Synchronizer-Free Digital Link Controller

TL;DR

This paper introduces a metastability-containing digital link controller that enables low-latency, high-throughput communication between independent clock domains without traditional synchronizers, ensuring metastability-free data transfer.

Contribution

It presents a novel control circuit design that tolerates metastability and guarantees safe communication, with formal proof and SPICE simulation validation.

Findings

Metastability-free communication is achievable with the proposed controller.

Formal correctness of the producer-consumer link is established.

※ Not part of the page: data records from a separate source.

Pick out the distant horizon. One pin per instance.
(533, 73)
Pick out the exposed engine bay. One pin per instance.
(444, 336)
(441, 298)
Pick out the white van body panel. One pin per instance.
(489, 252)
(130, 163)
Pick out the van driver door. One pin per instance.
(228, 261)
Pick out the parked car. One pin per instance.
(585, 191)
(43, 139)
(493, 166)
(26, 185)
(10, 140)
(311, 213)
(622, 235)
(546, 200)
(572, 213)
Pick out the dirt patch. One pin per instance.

Simulation confirms low overhead and high-speed operation at 2GHz.

Abstract

This work presents a producer-consumer link between two independent clock domains. The link allows for metastability-free, low-latency, high-throughput communication by slight adjustments to the clock frequencies of the producer and consumer domains steered by a controller circuit. Any such controller cannot deterministically avoid, detect, nor resolve metastability. Typically, this is addressed by synchronizers, incurring a larger dead time in the control loop. We follow the approach of Friedrichs et al. (TC 2018) who proposed metastability-containing circuits. The result is a simple control circuit that may become metastable, yet deterministically avoids buffer underrun or overflow. More specifically, the controller output may become metastable, but this may only affect oscillator speeds within specific bounds. In contrast, communication is guaranteed to remain metastability-free. We formally prove correctness of the producer-consumer link and a possible implementation that has only small overhead. With SPICE simulations of the proposed implementation we further substantiate our claims. The simulation uses 65nm process running at roughly 2GHz.